My hero is Edward Abbey. I first read his book when I was a teenager in high school. My 10th grade biology teacher had given my brother and I the book as an end of year gift. He didn't do that for many, but I guess he felt a connection with us. I read the book. I was intrigued with the experiences a park ranger could have in Arches National Park. The crudeness. The dry humor. The passion. When I sought to be a writer back in the 80s and 90s, I always found myself falling way short of things to write about. After all, I wasn't a park ranger in a pretty awesome place like Arches National Park. What would I have to write about?
But writing is about experiences. It's what is in us each and every day. My writing was limited to occasional attempts at journaling typically in the fall season when I felt inspired. But ultimately, I had been only trying to emulate my hero. Everything crumbled. I prayed to become a writer, and the only response I got was "write!". But I wasn't writing for myself. I was writing to perform. Within that, it was never me. I had lost my voice.
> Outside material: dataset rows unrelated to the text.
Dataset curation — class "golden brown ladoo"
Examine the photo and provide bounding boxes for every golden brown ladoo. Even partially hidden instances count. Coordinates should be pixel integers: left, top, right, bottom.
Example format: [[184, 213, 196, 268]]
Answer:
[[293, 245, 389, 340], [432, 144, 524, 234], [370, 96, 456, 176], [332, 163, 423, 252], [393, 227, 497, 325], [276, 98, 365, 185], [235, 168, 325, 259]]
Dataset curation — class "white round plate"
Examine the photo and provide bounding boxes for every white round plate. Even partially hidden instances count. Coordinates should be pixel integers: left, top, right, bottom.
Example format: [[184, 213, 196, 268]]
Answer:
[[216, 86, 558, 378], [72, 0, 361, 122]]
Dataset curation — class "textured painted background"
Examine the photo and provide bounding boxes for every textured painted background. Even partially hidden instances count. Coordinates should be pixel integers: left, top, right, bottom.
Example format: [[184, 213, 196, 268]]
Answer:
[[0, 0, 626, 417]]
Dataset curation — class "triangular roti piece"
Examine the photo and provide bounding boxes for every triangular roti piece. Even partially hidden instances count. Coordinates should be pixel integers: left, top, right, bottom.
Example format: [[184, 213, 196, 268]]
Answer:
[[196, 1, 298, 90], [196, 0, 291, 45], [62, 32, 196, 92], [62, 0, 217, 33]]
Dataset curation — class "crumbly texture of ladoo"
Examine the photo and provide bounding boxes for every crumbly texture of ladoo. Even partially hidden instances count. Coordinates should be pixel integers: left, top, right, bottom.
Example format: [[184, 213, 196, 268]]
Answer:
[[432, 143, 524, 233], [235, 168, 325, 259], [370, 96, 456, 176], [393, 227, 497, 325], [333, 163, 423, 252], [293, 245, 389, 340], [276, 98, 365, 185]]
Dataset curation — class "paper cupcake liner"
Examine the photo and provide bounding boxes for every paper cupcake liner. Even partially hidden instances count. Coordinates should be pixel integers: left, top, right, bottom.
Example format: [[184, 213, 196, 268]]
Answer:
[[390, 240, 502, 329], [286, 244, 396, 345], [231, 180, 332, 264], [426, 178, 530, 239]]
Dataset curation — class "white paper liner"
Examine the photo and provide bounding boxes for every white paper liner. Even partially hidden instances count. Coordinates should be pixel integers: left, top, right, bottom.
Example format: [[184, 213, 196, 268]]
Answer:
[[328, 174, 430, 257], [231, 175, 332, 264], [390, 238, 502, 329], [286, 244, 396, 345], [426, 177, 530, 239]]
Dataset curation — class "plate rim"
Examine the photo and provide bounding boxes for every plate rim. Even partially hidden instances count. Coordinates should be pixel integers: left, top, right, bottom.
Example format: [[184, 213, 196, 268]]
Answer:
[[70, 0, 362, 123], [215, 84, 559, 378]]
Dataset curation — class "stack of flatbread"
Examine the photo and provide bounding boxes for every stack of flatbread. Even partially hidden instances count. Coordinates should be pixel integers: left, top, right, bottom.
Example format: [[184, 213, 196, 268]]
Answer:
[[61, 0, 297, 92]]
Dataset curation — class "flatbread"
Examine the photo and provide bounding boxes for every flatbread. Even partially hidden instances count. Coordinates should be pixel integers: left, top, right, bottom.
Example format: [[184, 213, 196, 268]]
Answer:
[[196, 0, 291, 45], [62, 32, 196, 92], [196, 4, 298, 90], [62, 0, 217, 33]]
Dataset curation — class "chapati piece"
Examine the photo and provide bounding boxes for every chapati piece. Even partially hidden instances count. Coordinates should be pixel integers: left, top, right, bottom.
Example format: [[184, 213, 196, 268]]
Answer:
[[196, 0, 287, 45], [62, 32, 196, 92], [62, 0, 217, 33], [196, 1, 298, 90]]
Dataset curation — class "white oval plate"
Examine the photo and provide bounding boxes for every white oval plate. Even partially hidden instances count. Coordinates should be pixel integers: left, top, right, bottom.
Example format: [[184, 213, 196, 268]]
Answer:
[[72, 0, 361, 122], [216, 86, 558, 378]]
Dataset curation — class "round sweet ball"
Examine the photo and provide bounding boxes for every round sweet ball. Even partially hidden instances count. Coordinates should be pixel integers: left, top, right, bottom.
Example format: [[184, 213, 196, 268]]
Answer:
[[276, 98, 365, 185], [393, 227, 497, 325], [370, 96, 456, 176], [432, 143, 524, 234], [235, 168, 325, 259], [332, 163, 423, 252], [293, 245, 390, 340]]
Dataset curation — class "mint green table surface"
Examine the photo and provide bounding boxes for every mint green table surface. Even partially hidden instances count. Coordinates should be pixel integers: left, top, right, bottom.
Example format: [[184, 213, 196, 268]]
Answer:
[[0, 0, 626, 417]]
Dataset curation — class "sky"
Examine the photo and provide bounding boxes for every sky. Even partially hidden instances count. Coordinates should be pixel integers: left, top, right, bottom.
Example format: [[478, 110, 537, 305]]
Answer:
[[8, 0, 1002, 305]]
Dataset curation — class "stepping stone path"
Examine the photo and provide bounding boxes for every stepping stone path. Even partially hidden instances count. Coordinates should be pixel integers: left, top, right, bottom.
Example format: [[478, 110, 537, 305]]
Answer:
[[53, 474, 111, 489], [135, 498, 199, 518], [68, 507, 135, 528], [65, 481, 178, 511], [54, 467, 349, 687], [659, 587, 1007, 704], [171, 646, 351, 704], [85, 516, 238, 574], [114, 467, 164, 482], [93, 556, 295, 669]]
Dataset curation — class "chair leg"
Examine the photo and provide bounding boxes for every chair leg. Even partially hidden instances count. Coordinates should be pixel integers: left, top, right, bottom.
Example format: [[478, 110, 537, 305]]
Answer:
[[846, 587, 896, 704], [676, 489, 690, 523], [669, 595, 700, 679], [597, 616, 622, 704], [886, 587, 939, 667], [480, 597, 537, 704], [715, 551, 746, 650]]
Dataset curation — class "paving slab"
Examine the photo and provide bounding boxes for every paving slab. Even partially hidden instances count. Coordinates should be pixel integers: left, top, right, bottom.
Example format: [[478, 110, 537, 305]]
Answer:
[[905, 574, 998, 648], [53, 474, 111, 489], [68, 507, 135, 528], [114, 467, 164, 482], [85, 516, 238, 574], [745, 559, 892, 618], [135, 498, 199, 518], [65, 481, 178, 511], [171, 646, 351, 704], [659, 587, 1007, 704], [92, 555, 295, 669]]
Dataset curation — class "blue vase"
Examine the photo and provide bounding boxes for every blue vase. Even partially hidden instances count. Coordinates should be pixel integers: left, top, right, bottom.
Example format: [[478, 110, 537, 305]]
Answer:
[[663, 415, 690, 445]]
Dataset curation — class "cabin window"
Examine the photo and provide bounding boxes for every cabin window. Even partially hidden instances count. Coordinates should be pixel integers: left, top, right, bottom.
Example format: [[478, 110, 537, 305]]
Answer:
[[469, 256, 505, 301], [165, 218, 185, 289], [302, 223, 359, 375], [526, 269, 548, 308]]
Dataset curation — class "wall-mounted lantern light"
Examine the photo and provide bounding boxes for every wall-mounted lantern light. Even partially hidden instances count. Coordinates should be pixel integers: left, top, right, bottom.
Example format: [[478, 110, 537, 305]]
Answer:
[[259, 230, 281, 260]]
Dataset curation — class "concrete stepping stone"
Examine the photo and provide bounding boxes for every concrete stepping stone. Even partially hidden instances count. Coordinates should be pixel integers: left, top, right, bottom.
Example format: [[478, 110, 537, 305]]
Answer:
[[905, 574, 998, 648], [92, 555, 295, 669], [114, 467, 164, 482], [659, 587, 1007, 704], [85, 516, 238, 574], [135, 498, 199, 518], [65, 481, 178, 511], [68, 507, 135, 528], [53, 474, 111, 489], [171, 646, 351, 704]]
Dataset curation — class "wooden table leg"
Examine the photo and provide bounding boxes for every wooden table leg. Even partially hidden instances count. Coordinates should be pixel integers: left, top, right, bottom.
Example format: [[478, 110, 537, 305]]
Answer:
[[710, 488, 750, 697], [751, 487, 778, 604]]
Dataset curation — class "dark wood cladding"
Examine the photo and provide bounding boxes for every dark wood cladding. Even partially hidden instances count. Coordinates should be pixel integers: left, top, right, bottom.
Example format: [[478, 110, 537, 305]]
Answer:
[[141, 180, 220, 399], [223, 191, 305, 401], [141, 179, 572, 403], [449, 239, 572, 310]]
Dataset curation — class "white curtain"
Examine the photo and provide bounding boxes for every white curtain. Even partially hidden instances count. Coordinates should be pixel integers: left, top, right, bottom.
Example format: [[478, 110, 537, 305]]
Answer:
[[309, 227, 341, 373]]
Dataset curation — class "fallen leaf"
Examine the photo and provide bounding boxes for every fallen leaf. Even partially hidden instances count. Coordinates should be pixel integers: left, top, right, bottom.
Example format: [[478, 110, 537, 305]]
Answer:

My voice came when I was hired as a ranger in 2015 aboard the glacier boats in Prince William Sound, Alaska. I started by journaling my experiences. As I reread my journal of that time, I recognize quickly that I had begun with the same mistakes of the past: to perform. But over time, I discovered 30, 50 or 100 pages in, that what I had been writing was in me. I was finally pulling out from the depths of my soul my inner thoughts and passions. On occasion, I even found passages I was truly proud of.
Glaciers, mountains, ocean and temperate rainforest. They were a far cry from the desert solitaire of Arches National Park. But it was my world, not Abbey's. I was a wandering ranger. I had found my voice.
And with that a new inspiration to write, to share and to illustrate the deeper thoughts and feelings within me.